The first is a demerger proposal that includes Soul Patt's stake in TPG Telecommunications, with proceeds to be distributed to all Soul Patts shareholders which obviously includes Brickworks. The second involves a demerger with Soul Patts stake in Brickworks to be cancelled and for Brickworks to be compensated.
Soul Pattinson owns 48% of Brickworks and will not be eligible to vote its stake. Given the dissidents account for around 14% of Brickworks and only require 50% of the vote to get across the line, they could achieve a result with as little as 25% of Brickwork's equity voting in favour.
While it is not considered good corporate governance to restrict takeover activity through cross shareholdings, it is not illegal.
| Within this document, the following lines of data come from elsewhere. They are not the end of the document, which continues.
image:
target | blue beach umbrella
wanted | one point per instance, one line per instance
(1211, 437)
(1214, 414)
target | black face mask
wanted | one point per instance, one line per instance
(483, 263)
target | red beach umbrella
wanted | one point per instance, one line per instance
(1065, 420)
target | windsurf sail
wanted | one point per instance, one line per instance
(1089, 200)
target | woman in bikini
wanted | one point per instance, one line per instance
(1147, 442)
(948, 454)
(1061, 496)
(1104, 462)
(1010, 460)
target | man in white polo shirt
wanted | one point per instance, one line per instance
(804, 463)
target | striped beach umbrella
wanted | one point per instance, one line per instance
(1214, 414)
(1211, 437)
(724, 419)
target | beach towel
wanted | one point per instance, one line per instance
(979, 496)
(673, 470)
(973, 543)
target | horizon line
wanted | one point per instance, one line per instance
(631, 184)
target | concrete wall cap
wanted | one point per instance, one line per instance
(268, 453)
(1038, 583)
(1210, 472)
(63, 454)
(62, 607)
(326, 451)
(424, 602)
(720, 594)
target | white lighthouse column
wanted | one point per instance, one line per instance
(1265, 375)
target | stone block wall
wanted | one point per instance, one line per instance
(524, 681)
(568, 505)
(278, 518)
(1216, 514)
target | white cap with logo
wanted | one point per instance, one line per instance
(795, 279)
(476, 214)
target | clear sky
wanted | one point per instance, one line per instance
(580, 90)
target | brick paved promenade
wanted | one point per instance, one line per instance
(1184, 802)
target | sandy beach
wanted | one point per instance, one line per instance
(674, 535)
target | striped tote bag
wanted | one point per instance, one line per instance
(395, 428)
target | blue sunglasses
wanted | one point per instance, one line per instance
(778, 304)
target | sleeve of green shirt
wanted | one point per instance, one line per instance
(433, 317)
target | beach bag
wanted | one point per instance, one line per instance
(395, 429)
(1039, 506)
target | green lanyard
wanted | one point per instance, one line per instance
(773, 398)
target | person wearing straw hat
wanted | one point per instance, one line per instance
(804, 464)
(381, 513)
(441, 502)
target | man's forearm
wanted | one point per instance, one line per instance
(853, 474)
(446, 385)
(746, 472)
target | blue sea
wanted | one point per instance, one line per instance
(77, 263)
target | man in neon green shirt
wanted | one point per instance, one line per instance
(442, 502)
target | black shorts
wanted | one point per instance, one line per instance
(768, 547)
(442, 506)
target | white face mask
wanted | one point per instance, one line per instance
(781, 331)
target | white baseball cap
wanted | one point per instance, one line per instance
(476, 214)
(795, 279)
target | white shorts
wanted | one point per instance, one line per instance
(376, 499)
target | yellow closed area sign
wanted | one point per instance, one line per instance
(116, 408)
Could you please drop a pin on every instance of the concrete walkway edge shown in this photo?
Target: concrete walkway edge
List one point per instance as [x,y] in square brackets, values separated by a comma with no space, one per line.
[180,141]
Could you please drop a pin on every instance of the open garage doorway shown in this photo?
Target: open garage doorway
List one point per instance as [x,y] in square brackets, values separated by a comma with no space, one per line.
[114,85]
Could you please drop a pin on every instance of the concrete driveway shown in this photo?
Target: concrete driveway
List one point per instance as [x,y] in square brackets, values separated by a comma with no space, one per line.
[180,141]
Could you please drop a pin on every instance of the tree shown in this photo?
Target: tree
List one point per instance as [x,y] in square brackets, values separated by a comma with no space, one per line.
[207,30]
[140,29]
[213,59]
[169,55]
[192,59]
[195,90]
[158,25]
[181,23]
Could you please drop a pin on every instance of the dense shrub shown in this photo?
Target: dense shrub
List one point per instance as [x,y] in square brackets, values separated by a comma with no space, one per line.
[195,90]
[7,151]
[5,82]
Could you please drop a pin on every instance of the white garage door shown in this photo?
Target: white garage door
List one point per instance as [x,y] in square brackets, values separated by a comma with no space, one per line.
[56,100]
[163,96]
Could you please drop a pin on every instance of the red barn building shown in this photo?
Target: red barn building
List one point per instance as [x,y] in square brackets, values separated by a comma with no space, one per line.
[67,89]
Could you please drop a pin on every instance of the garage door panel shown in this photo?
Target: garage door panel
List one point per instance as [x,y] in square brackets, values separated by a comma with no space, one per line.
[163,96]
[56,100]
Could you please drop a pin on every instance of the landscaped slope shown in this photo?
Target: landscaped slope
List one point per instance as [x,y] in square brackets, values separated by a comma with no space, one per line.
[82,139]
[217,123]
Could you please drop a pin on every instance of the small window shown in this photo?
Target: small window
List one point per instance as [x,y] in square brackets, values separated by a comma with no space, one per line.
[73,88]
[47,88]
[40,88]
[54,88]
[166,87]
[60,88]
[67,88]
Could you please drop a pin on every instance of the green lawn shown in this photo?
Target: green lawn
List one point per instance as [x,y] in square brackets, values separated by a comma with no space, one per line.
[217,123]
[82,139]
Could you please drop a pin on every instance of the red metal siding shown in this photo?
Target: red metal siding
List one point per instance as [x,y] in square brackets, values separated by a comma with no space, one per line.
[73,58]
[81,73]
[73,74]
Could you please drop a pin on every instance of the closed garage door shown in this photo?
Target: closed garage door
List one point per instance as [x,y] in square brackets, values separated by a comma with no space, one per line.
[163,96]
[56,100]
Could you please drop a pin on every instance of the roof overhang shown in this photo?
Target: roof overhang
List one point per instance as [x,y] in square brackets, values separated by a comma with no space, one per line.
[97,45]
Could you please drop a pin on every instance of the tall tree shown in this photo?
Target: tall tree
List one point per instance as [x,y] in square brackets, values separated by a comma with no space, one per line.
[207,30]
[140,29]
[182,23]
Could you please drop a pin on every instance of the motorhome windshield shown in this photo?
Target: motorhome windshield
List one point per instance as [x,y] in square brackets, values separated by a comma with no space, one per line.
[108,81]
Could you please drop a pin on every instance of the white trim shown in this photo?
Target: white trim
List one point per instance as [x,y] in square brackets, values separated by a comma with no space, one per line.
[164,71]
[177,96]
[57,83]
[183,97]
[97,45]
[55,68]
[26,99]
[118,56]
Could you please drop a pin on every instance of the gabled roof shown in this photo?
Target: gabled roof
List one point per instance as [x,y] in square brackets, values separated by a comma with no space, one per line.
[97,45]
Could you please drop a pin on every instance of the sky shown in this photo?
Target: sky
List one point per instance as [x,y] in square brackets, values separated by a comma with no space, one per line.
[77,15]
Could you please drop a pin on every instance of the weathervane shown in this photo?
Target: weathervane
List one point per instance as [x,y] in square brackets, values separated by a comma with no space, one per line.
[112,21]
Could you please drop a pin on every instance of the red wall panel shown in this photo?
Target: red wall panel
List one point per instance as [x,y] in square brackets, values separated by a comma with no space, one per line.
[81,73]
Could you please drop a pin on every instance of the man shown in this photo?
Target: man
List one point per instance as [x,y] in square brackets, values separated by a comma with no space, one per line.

The Millner family, led by patriarch Robert who has been on the board for 29 years, has absolute control of two large public companies despite owning just 8% of the equity.
That has been achieved because both companies, as the largest shareholders in each other, determine who serves on the respective boards.
As further attempt to bust the companies apart - which potentially could liberate several billion dollars of equity - the dissidents have nominated an independent director Elizabeth Crouch to the Brickworks board.
Soul Patts would have the ability to vote on the proposal, and given it previously has repelled applicants put forth by Perpetual for the Soul Patts board, that Ms Crouch's chances of becoming female director at Brickworks are not strong.
There have been numerous attempts over the decades to bust up the cosy links that have entrenched the Millner family's power. A significant number of shareholders believe the conglomerate structure works and point to the strong performances of the individual arms of both companies.